Все это пронеслось перед Вайдеманом в один миг и скрылось. Зейц направил "мерседес" к ангарам и закопченным аэродромным мастерским. На обочине дороги блеснули каменные белые надгробия с перекрещенными самолетными винтами.
Вайдеман покосился на них, помянул бога.
Пихт похлопал его по плечу.
- Это неудачники, Альберт. А нам пока везет.
Зейц остановил машину у бетонного одноэтажного здания с маленькими, словно бойницы, окнами. Служащий охраны козырнул офицерам. Вайдеман напряг занемевшее тело и, выпрямившись, вошел в здание.
"Ну, теперь держись, раб божий!"
Все трое прошли по темному коридору в самый конец и открыли тяжелую, обитую кожей дверь. Первое, что почувствовал Вайдеман, был тяжелый запах прокуренного кабинета. За клубами белого, плавающего в косых солнечных столбах дыма он разглядел костлявую фигуру профессора Зандлера.
- Вы поторопились, господа. Похвально, - сказал Зандлер скрипучим голосом и пошел навстречу.
Вайдеман почувствовал, как сухая рука Зандлера стиснула его руку, а выцветшие светлые глаза вонзились в его лицо.
"Вот кому я доверяю свою судьбу".
- Вам, капитан, сейчас придется много позаниматься. Вы должны изучить совершенно новые области аэродинамики, теории полетов, устройство самолета, на котором будете летать. Время у вас пока есть.
- Не совсем понимаю вас, профессор.
- Поймете. Потом поймете. - Зандлер положил руку на мускулистое плечо Вайдемана. - Вам не терпится поглядеть на самолет? Идемте.
Зандлер похлопал рукой по обтекателю двигателя. Гулко, как бочка, отозвалась пустота.
- Нет моторов, капитан. Они нас чертовски держат…
* * *
О чем может думать энергичная и миловидная двадцатитрехлетняя девушка, смахивая пушистой метелочкой невидимую глазу пыль с полированной мебели в чужой квартире? О том, что свою квартиру она не стала бы заставлять подобной рухлядью? Но своя квартира, увы, недостижима даже в мечтах. Пожалуй, если почаще улыбаться господину… Но нет, хоть и трудно прочесть все эти мысли на затуманенном девичьем личике, дальше подслушивать неприлично.
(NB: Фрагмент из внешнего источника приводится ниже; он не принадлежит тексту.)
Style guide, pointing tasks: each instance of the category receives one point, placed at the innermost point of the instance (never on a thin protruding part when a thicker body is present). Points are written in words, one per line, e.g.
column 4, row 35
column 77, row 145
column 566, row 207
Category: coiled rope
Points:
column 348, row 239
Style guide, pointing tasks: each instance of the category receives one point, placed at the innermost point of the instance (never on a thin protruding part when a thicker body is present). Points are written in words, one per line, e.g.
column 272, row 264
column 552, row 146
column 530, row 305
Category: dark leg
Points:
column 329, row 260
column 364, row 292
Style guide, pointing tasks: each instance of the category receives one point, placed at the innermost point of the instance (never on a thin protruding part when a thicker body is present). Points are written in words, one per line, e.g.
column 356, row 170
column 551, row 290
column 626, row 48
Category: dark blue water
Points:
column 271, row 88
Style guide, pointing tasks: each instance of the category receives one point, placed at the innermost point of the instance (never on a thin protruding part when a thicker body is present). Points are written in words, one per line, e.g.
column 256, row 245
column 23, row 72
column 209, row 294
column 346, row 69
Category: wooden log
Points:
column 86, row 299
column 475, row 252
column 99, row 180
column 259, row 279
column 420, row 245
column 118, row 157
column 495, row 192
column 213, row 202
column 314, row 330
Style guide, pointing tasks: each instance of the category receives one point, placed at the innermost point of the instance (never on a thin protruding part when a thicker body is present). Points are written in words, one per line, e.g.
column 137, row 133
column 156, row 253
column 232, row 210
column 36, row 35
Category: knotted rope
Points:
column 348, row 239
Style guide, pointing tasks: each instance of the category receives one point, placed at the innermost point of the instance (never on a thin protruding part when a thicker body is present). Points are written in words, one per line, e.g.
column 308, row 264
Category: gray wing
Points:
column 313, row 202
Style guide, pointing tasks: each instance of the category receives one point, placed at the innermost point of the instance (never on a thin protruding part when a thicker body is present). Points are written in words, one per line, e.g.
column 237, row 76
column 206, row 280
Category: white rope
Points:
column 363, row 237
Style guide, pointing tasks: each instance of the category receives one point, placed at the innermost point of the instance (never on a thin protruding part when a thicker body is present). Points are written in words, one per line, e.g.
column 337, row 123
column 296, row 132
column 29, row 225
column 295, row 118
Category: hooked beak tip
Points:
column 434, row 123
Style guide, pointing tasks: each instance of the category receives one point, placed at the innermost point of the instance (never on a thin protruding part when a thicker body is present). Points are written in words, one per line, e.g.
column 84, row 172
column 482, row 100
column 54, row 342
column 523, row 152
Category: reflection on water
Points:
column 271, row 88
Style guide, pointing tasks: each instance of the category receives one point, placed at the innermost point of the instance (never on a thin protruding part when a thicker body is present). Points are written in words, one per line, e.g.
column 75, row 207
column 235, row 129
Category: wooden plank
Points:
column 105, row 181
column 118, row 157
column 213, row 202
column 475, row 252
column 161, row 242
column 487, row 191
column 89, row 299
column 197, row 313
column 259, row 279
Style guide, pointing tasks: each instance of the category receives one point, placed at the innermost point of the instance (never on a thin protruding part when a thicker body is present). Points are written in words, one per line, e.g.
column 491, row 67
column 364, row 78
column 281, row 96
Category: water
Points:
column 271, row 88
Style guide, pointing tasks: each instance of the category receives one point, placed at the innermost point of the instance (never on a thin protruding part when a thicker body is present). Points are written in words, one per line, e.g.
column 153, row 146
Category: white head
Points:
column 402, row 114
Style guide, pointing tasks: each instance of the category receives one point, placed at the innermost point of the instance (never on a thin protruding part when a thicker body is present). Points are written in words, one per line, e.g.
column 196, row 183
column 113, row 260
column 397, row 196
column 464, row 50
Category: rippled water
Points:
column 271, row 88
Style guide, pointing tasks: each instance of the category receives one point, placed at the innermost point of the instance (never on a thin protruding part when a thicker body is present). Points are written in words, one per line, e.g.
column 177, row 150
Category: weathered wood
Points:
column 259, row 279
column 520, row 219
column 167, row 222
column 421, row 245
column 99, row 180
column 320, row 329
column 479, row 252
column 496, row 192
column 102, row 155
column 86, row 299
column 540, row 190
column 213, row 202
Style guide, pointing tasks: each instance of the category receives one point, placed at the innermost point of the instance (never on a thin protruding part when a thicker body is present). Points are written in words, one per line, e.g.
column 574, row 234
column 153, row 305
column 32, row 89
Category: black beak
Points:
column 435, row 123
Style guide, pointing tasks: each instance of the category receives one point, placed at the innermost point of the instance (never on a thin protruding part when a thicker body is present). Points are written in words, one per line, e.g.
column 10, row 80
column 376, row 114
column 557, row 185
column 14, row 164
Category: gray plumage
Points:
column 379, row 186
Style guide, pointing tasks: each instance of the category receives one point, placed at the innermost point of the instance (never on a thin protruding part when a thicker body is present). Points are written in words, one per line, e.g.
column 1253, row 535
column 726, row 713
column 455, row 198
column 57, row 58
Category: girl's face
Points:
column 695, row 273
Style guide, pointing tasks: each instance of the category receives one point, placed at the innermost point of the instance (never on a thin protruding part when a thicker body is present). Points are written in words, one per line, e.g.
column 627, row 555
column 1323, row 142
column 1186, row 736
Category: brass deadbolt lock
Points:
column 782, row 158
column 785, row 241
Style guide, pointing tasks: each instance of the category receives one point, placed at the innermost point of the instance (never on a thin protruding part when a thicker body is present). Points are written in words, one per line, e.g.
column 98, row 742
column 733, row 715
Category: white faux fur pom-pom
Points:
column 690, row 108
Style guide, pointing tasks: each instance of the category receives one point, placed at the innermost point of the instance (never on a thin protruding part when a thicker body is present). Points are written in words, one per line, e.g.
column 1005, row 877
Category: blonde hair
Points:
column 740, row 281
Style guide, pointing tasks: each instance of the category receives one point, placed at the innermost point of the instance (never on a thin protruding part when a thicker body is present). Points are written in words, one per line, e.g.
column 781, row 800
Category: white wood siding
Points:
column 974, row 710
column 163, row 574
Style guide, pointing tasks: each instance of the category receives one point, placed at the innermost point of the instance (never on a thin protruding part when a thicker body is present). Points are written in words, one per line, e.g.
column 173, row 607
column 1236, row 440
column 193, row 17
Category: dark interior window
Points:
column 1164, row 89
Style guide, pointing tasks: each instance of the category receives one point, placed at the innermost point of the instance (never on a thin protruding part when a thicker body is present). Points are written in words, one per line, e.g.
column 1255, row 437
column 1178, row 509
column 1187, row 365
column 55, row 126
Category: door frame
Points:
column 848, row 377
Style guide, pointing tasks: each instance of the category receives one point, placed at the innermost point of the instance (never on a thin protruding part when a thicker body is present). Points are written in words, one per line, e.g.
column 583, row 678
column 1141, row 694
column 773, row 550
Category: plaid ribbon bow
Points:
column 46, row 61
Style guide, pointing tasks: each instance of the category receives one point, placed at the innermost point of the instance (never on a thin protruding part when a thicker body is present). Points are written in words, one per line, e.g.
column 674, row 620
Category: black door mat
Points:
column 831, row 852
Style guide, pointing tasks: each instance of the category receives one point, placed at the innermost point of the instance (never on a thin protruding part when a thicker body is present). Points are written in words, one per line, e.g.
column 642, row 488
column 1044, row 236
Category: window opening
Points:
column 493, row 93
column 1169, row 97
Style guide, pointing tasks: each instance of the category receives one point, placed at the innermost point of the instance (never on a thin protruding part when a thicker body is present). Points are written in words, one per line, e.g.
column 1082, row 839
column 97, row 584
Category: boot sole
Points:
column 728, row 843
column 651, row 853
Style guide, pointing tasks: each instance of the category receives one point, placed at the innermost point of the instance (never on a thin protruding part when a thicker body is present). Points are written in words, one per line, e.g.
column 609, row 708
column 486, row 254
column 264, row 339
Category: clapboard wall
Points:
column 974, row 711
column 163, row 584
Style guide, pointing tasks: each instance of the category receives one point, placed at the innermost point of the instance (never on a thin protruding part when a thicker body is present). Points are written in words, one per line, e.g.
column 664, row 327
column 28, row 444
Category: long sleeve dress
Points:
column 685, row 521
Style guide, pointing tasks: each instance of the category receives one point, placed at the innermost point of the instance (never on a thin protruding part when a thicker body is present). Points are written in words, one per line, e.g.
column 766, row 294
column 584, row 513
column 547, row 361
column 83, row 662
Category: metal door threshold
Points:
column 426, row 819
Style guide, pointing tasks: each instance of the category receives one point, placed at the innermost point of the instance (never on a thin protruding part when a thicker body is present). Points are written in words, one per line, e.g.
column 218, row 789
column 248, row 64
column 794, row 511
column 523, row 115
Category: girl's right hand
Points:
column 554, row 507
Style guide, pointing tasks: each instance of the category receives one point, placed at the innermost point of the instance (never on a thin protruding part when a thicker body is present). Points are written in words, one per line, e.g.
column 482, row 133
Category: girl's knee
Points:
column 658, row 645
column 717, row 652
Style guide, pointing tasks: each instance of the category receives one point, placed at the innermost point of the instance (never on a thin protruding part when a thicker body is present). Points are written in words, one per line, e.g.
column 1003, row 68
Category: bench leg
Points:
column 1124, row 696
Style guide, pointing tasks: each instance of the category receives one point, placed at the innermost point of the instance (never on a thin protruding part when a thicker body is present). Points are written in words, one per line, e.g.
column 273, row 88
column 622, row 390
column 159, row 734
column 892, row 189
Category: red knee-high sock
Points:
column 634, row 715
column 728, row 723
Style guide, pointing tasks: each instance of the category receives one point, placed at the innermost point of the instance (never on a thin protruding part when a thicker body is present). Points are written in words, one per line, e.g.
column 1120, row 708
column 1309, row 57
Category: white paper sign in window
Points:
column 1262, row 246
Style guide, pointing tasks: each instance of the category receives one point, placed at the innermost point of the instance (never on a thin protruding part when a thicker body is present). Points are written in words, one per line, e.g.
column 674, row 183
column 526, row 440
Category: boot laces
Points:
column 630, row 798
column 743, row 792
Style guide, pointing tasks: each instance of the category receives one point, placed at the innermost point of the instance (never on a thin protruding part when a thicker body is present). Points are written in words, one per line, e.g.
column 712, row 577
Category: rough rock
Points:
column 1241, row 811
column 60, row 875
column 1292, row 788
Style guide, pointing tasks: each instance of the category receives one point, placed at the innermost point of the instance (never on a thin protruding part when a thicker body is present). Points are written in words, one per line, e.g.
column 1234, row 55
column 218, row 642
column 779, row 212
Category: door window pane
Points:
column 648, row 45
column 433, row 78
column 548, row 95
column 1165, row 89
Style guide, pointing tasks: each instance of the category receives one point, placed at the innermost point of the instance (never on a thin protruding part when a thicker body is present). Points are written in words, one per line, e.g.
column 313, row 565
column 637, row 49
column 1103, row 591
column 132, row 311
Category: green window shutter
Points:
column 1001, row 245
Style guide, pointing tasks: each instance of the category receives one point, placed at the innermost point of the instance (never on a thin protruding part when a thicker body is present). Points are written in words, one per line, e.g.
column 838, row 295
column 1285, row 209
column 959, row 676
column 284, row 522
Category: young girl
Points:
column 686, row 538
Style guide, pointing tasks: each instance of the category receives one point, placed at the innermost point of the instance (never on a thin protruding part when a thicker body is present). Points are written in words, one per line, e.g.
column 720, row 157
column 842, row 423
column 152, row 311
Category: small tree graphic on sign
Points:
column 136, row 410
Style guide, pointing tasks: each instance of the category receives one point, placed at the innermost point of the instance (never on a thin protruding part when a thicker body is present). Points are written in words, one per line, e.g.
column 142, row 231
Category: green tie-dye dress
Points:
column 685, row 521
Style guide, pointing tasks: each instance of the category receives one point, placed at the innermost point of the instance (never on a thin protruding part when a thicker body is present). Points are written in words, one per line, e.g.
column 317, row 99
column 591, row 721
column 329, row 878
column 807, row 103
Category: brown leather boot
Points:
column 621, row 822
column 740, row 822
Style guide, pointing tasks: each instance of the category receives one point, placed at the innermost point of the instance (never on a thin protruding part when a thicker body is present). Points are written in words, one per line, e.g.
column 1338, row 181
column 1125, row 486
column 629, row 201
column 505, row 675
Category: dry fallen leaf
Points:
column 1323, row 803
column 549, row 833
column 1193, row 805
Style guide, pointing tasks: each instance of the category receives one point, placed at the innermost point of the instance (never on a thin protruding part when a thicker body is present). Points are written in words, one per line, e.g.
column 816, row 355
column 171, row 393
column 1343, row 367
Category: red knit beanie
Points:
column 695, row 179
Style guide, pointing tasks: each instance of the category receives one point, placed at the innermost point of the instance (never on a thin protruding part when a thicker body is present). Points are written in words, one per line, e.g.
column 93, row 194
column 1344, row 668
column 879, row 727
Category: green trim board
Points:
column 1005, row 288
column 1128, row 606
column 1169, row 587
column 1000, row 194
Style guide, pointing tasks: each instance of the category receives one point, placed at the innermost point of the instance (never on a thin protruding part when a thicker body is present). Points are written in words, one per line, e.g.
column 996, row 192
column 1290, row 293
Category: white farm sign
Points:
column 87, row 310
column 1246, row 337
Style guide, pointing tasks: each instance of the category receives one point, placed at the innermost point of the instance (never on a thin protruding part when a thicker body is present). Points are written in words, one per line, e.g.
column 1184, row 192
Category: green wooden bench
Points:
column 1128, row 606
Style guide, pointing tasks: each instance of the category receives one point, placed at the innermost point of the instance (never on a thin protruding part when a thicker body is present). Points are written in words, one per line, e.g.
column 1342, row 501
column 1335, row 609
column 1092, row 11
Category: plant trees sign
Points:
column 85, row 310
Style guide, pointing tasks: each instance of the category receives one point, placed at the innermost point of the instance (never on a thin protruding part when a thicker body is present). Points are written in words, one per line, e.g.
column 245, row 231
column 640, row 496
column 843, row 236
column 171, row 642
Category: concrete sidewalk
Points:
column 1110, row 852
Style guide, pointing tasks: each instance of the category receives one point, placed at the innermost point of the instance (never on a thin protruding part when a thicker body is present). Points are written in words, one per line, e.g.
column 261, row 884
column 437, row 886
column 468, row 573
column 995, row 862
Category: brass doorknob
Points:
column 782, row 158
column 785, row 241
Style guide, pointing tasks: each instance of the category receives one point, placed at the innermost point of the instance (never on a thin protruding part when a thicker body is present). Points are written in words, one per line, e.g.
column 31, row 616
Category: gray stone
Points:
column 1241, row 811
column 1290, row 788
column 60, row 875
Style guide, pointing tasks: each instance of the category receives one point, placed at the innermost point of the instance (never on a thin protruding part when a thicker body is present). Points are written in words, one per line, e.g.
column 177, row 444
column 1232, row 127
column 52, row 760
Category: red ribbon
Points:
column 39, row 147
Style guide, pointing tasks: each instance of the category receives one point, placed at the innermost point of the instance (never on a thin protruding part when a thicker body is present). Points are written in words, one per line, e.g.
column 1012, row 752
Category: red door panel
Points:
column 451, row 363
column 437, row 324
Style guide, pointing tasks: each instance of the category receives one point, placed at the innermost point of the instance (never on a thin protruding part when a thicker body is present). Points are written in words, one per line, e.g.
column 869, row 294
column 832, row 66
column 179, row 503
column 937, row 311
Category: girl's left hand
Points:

Сторонний наблюдатель, взявшийся бы разгадать нехитрый ход мыслей в хорошенькой головке фрейлейн Ютты, уже третий год работающей секретаршей у профессора Зандлера, был бы огорошен и возмущен, доведись ему и в самом деле узнать, о чем же размышляет фрейлейн во время ежедневной уборки. Возможно, что он даже забросил все свои дела и разыскал бы среди ста шестидесяти тысяч жителей города Аугсбурга некоего господина Зейца. Того самого Зейца, что носит на черном мундире серебряные нашивки гауптштурмфюрера. Впрочем, Зейц не единственный гестаповец в городе… Так или иначе, но ни постороннему наблюдателю, ни господину Зейцу, ни даже фрейлейн Элеоноре, хозяйке и лучшей подруге Ютты, не надо знать, о чем же размышляет она в эти полуденные часы. И все потому, что фрейлейн Ютта не забивает свою голову пустыми мыслями о мебели и женихах. Размахивая пушистой метелочкой, она усердно упражняется в переводе газетного текста на цифровой код пятиричной системы. Подобное занятие требует от молодой женщины исключительного внимания, и естественно, что она может не услышать сразу, как стучит молоточком в дверь нетерпеливая хозяйка, вернувшаяся домой с городских курсов домоводства.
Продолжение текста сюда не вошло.